INSTRUCTIONS
FOR COMPLETING
THE
TWCC-6
The TWCC-6, Supplemental Report of Injury, is used to provide information about an injured employee's return to work, additional lost time (or lost time that was not initially indicated on the TWCC-1), change in weekly earnings, or termination. The two basic sections of the TWCC-6 are the Employee information and the Employer information.
PART 1 - EMPLOYEE INFORMATION
Blocks 1-4 - Self explanatory; however, use the address where the employee will receive mail in the event that contact needs to be made with the employee.
Area between Blocks 4 and 5 - Check the appropriate block and not the additional blocks to be completed based upon the block that you check. If the employee returned to work, complete blocks 5 a or 5b, 6 and 7. If additional days lost, blocks 5b and 7; if change in weekly earnings, blocks 5a or 5b, 7, and 8; and if terminated, blocks 5aor 5b, 7, and 9.
Instructions below are for all the blocks. Use the note above and on the form to determine which blocks to complete.
Block 5a - If initial filing of the TWCC-6, enter the first day of lost time.
Block 5b - Is this is a second or subsequest filing of the TWCC-6, enter the first lost day due to the injury for this filing of this TWCC-6 only.
Block 6 - Enter the date of return to work and check the appropriate blocks about their return to work.
Block 7 - Enter the weekly and hourly earnings at the time of this TWCC-6 report. Check the appropriate blocks.
Block 8 - Enter the number of hours working weekly at the time of this TWCC-6, then check the appropriate blocks.
Block 9 - If terminated, check the appropriate block and enter the date.

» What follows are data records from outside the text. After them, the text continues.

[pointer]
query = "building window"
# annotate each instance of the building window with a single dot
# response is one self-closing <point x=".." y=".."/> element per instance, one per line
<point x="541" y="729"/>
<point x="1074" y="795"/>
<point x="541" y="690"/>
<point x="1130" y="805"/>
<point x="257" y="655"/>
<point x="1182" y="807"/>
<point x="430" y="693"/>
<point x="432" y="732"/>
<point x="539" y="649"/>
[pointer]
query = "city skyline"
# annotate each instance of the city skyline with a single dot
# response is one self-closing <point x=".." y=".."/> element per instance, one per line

Block 9a - Self-explanatory.
Block 10 - The date the eight days of disability began - if applicable. This is used to determine the repayment time for the exclusionary period of wages if the lost time was not consecutive or indicated on the TWCC-1.

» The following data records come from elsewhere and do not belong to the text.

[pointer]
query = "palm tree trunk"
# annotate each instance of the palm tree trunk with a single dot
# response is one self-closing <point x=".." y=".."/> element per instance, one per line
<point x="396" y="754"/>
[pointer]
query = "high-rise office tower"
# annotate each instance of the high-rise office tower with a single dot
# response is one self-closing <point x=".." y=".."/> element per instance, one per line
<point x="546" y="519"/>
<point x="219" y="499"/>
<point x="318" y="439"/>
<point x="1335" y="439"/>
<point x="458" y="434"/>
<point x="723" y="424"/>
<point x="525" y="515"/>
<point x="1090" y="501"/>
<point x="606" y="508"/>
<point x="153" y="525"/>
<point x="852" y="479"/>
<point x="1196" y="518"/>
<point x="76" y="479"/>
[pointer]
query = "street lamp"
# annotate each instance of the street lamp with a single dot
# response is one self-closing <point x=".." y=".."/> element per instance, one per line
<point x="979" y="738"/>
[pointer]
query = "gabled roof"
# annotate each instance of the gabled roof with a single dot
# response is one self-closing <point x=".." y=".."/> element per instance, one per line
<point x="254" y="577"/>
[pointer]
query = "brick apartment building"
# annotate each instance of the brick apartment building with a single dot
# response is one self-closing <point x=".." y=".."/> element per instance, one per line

Block 11 - If injured employee died subsequent to the TWCC-1 filing, enter the date.
Block 12 - Self explanatory.
PART 2 EMPLOYER INFORMATION
Block 13 - 15 - Self explanatory - enter unit information.
Block 16 - Enter "Self-Insured."
Block 17 - Information on the person completing the form - be sure to indicate if completing the form as the injured person or as the employer. THIS CANNOT BE THE INJURED EMPLOYEE!